According to a report by Bloomberg, Wells Fargo & Co. has received federal approval for a $1 billion settlement in a shareholder lawsuit concerning unauthorized customer accounts. However, U.S. District Judge Jennifer L. Rochon greenlit the settlement after a hearing in New York, bringing the bank’s total payouts for the scandal to nearly $5 billion. The lawsuit, filed in 2020, accused former CEO Tim Sloan and other executives of misleading investors and the public about the bank’s regulatory interactions following a 2016 scandal.
The settlement ranks among the six largest securities class-action settlements of the past decade and the 17th largest of all time. Proceeds from the settlement will benefit investors who purchased Wells Fargo stock between February 2, 2018, and March 12, 2020. This comes after Wells Fargo had already agreed to pay $800 million in two separate lawsuits and $3 billion to resolve U.S. investigations into the scandal.

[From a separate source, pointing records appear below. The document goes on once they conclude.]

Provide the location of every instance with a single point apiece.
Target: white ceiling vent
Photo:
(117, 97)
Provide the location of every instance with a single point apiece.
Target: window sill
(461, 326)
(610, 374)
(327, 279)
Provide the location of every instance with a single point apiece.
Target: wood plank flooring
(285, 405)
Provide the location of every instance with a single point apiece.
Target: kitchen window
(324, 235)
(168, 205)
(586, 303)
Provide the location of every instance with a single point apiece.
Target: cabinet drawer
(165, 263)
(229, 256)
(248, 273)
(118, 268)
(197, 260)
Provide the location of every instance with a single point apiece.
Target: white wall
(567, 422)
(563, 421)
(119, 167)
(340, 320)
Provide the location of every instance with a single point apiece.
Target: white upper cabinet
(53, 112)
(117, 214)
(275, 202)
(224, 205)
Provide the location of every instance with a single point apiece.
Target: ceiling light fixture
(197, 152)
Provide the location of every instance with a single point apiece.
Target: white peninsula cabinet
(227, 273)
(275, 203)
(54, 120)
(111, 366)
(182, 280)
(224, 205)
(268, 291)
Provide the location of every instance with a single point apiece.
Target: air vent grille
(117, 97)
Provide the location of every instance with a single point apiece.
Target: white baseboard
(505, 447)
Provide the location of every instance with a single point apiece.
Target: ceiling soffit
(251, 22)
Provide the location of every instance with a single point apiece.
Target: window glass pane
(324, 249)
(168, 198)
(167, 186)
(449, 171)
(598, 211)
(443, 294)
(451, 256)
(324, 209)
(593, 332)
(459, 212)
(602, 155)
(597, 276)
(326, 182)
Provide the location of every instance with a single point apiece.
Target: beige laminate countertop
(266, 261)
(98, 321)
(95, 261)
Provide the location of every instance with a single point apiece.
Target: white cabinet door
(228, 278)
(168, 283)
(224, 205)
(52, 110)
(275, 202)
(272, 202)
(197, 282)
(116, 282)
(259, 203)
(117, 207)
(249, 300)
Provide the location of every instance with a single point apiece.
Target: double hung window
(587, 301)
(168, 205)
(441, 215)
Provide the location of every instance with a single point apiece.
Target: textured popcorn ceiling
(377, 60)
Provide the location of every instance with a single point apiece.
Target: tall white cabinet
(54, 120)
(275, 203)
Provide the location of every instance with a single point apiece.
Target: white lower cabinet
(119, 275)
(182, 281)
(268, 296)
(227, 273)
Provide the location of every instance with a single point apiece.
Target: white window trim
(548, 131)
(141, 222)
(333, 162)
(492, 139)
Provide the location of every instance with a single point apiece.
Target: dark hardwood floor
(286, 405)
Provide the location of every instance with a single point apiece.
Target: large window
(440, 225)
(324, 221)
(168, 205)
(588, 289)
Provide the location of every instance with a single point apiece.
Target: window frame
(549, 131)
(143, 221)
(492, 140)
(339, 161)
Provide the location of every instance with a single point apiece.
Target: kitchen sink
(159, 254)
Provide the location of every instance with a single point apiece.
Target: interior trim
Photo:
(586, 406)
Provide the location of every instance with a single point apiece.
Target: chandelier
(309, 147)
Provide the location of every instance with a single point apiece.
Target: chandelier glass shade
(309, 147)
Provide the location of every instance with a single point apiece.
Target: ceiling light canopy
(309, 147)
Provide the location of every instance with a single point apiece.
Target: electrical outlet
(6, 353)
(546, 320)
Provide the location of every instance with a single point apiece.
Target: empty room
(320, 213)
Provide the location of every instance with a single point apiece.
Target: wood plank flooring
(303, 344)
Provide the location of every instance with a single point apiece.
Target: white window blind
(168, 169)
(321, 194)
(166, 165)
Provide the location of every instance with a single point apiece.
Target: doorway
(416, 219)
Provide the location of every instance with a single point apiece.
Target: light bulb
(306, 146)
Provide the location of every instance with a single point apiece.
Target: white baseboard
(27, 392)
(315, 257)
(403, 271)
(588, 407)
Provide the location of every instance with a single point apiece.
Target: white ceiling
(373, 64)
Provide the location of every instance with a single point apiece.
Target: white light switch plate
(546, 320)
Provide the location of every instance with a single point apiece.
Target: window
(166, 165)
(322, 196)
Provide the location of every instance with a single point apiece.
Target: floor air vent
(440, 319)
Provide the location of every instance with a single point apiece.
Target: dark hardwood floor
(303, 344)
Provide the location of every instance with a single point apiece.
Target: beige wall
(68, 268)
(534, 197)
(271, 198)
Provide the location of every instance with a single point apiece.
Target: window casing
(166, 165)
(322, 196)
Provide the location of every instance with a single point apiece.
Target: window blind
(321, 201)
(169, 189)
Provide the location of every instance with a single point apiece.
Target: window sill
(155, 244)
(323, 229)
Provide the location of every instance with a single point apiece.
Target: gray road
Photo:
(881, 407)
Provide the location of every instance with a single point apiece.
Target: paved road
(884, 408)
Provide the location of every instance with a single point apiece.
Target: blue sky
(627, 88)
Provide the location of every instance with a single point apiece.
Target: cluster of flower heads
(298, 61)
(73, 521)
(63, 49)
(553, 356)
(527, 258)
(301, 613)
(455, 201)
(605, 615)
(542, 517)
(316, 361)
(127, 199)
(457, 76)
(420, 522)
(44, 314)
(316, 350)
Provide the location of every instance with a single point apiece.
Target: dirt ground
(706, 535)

Criminal charges and penalties for former executive
Carrie L. Tolstedt, the former head of retail banking at Wells Fargo, is the only executive criminally charged in relation to the scandal, Cryptopolitan reported. Prosecutors have recommended a one-year prison sentence for Tolstedt for obstructing an investigation into the bank’s notorious fake accounts scandal. Tolstedt had pleaded guilty in May and agreed to a ban from the banking industry and a $17 million penalty. Her sentencing is scheduled for September 15.
Between 2002 and 2016, Wells Fargo employees opened approximately two million unauthorized deposit and credit card accounts, leading to $3 billion in penalties and a tarnished reputation for the bank. Tolstedt was accused of hindering the Office of the Comptroller of the Currency’s examination by failing to disclose crucial statistics and information. Federal prosecutors argued that a lenient sentence would not reflect the gravity
of her actions and emphasized the need for severe consequences to deter future corporate misconduct. Tolstedt’s legal team has yet to respond to the prosecutors’ recommendation but will have an opportunity to present their case at the upcoming sentencing hearing.
Wells Fargo’s path to redemption
Since the scandal broke, Wells Fargo has undergone significant changes, including reforming its compensation practices and replacing its chief executive twice. The latest CEO, Charlie Scharf, has indicated plans for substantial changes to regain the trust of regulators and the public. The bank’s efforts to resolve the scandal and make amends have been extensive, but the recent settlement and pending sentencing of Tolstedt serve as reminders of the long road ahead for full corporate rehabilitation.
In summary, the approval of Wells Fargo’s $1 billion settlement marks a significant chapter in the bank’s ongoing efforts to resolve one of the most significant banking scandals in modern history. The settlement will benefit a class of shareholders and adds to the bank’s growing list of financial penalties related to the scandal. Meanwhile, the criminal charges against former executive Carrie L. Tolstedt highlight the personal accountability that can come with corporate malfeasance. As Wells Fargo continues its path to redemption, these developments serve as cautionary tales for the banking industry at large, emphasizing the high stakes involved in corporate governance and regulatory compliance.